Dallas Police Chief David Brown:  We Ask Police to Do Too Much!

David Brown

Dear Commons Community,

As Dallas and the country attempt to recover from the police shootings last week, the Dallas Police Chief, David Brown, emerged as a leader in helping us to understand the complexity of issues involved with race, poor communities, violence, and the police.  The Huffington Post published a recap of the press conference he gave on Monday.

“The chief, whose city lost five officers when a sniper opened fire and targeted police at a Black Lives Matter march last week, gave a press conference Monday about the state of affairs not only in his city, but in the nation. 

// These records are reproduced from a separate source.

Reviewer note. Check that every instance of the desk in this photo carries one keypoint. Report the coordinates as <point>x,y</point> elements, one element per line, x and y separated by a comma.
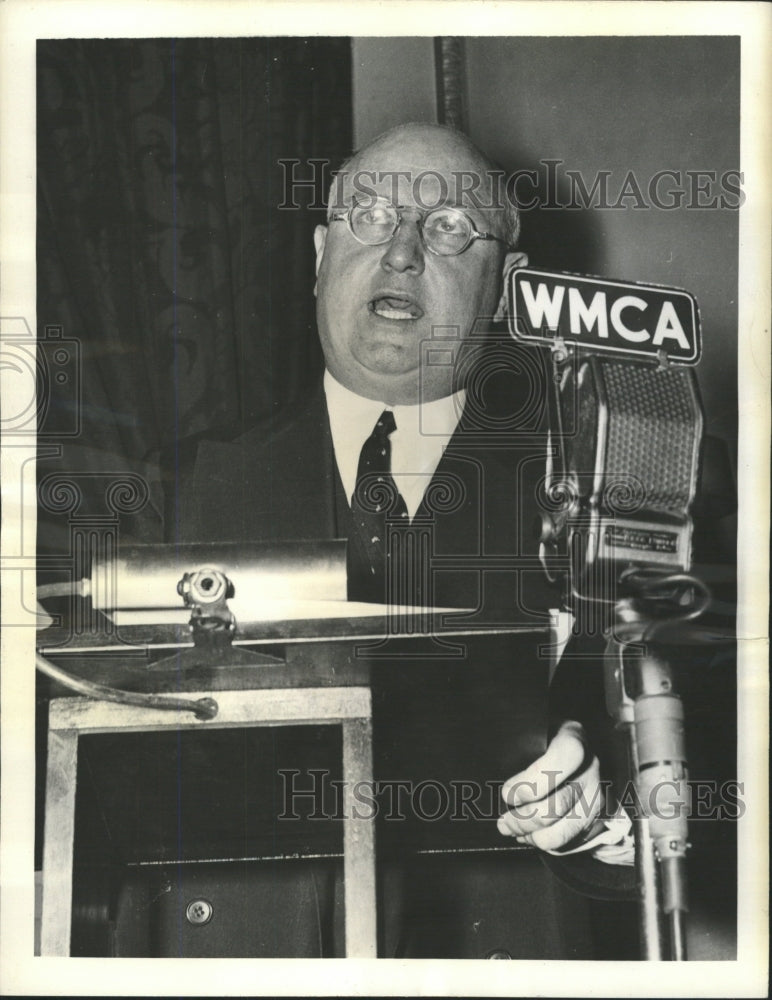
<point>316,673</point>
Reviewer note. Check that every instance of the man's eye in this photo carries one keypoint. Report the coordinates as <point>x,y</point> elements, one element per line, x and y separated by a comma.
<point>447,223</point>
<point>376,216</point>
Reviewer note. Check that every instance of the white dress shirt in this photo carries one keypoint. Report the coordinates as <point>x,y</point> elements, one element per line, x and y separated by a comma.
<point>422,434</point>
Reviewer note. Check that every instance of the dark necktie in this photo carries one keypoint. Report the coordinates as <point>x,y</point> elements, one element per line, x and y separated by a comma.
<point>376,505</point>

“We’re asking cops to do too much in this country,” he said. “Every societal failure, we put it off on the cops to solve” noting issues including mental health, drug addiction, the large proportion of African-American single mothers, and failing schools. “Policing was never meant to solve all those problems.”

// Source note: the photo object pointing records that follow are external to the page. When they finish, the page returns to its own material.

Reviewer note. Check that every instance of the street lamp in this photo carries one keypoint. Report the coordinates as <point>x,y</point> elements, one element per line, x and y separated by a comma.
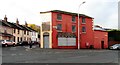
<point>79,26</point>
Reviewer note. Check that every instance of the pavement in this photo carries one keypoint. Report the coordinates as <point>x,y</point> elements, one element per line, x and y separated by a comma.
<point>23,54</point>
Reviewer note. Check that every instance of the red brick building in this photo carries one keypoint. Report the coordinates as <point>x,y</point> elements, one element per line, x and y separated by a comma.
<point>100,38</point>
<point>63,30</point>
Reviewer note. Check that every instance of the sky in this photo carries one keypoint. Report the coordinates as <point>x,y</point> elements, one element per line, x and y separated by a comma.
<point>104,12</point>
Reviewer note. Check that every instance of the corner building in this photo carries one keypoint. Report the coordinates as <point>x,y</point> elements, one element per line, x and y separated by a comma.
<point>60,30</point>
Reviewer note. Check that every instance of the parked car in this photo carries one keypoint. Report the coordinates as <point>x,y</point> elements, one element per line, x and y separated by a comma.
<point>115,46</point>
<point>21,43</point>
<point>7,43</point>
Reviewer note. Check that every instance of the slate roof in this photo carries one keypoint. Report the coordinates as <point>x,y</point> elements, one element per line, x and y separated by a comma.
<point>69,13</point>
<point>3,24</point>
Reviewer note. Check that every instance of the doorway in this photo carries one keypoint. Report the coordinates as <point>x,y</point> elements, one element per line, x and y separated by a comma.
<point>102,44</point>
<point>46,41</point>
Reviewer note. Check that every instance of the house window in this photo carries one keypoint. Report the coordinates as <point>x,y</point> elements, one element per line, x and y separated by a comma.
<point>59,17</point>
<point>14,30</point>
<point>73,19</point>
<point>83,29</point>
<point>73,28</point>
<point>83,20</point>
<point>24,38</point>
<point>59,27</point>
<point>24,31</point>
<point>14,39</point>
<point>27,32</point>
<point>18,31</point>
<point>18,39</point>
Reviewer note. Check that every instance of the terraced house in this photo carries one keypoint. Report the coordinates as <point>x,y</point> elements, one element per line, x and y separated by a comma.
<point>16,32</point>
<point>60,30</point>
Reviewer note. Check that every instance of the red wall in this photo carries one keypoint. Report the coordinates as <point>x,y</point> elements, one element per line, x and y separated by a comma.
<point>88,36</point>
<point>98,37</point>
<point>66,27</point>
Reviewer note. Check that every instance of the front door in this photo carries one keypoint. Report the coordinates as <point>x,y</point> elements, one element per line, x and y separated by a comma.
<point>46,41</point>
<point>102,44</point>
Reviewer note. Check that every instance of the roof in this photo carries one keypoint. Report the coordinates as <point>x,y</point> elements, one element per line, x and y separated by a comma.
<point>69,13</point>
<point>5,34</point>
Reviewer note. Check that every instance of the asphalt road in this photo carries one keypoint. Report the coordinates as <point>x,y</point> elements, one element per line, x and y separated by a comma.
<point>22,54</point>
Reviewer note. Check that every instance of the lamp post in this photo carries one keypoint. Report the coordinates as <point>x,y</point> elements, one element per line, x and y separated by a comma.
<point>79,26</point>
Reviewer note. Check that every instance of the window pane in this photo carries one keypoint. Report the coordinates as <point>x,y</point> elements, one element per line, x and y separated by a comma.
<point>83,20</point>
<point>73,28</point>
<point>59,17</point>
<point>73,19</point>
<point>59,27</point>
<point>83,29</point>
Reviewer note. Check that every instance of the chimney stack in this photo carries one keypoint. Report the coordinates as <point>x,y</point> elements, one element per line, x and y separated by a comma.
<point>17,22</point>
<point>5,18</point>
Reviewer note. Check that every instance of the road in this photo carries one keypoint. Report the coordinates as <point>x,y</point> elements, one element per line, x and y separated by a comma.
<point>22,54</point>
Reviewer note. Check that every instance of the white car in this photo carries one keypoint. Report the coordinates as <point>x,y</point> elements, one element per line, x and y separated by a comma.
<point>115,46</point>
<point>7,43</point>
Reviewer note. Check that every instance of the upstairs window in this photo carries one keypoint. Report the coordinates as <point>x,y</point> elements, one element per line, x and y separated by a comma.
<point>59,17</point>
<point>83,20</point>
<point>73,19</point>
<point>73,28</point>
<point>24,31</point>
<point>83,29</point>
<point>18,31</point>
<point>59,27</point>
<point>27,32</point>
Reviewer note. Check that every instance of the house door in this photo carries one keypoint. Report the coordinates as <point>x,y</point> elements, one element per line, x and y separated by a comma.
<point>102,44</point>
<point>46,41</point>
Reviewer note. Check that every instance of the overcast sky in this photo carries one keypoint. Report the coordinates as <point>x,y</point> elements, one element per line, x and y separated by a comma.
<point>104,12</point>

Brown, who has lost multiple family members to violence, including his son, who was shot and killed by police in 2010 after killing an officer and another victim, joined the Dallas Police Department in 1983 after seeing his neighborhood of Oak Cliff “deteriorate” from the crack cocaine epidemic, despite having not-so-positive interactions with law enforcement. 

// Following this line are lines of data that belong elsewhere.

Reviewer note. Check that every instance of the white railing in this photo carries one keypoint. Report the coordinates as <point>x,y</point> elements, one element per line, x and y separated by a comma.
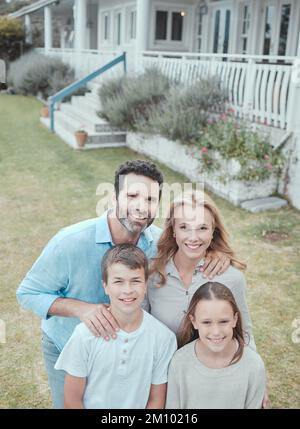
<point>258,86</point>
<point>86,61</point>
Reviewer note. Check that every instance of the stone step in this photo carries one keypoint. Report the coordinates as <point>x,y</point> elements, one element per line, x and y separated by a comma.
<point>94,86</point>
<point>87,119</point>
<point>261,204</point>
<point>93,97</point>
<point>85,104</point>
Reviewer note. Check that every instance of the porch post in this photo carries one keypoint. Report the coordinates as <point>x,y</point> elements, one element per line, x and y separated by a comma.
<point>80,24</point>
<point>28,29</point>
<point>48,28</point>
<point>293,124</point>
<point>142,28</point>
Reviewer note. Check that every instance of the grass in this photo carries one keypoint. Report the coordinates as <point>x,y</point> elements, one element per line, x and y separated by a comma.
<point>45,185</point>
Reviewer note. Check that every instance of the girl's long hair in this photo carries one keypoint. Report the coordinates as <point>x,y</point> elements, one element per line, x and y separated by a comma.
<point>209,291</point>
<point>167,246</point>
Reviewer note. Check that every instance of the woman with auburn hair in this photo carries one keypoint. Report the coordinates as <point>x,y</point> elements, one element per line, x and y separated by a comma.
<point>193,227</point>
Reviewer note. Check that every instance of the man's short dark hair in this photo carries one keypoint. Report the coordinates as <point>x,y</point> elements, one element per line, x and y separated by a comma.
<point>127,254</point>
<point>141,168</point>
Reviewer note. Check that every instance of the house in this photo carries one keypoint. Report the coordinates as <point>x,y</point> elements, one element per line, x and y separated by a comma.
<point>253,45</point>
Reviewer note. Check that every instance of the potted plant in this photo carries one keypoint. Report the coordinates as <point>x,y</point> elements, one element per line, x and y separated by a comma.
<point>81,136</point>
<point>45,111</point>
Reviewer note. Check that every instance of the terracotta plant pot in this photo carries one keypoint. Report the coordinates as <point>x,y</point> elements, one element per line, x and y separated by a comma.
<point>81,138</point>
<point>45,112</point>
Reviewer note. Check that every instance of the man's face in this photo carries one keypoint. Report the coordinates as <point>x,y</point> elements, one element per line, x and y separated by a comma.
<point>126,287</point>
<point>137,202</point>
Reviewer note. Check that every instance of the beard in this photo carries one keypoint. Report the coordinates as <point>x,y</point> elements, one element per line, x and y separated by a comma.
<point>132,227</point>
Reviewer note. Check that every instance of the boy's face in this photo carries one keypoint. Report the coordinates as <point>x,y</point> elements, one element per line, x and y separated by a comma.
<point>125,287</point>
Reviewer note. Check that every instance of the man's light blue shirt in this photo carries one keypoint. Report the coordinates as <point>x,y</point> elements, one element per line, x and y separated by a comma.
<point>70,267</point>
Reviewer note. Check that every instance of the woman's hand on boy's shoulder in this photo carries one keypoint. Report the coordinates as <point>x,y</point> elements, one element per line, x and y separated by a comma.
<point>99,320</point>
<point>216,263</point>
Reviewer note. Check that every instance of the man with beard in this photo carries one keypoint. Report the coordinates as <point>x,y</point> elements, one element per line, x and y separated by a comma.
<point>64,285</point>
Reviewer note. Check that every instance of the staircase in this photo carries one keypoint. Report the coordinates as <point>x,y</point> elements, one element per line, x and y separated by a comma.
<point>80,113</point>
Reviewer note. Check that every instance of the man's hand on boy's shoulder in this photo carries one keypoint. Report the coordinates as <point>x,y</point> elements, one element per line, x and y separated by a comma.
<point>216,263</point>
<point>98,319</point>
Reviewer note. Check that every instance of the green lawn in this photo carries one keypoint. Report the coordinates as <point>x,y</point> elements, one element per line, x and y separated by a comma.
<point>45,185</point>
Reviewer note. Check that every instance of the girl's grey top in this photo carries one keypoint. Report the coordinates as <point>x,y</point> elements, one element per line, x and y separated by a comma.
<point>170,302</point>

“You stay away from the police in my old neighborhood. You get the police; you get in trouble,” he told the Dallas Observer earlier this year. Still, he was inspired by cops he saw in TV and movies. “I didn’t have any idea about what as a police officer you could do, but I thought that police officers help people. They come and they restore order. They put the disreputables in jail.” 

On Monday, he urged protesters who have spoken out demanding change in the wake of shootings of unarmed black men to be part of the solution. 

“Become a part of the solution,” he said. “Serve your communities. Don’t be a part of the problem. We’re hiring. We’re hiring. Get off that protest line and put an application in. We’ll put you in your neighborhood and we will help you resolve some of the problems you’re protesting about.” 

Brown makes an important observation!  We ask a lot of police as well as some of our other public services in this country.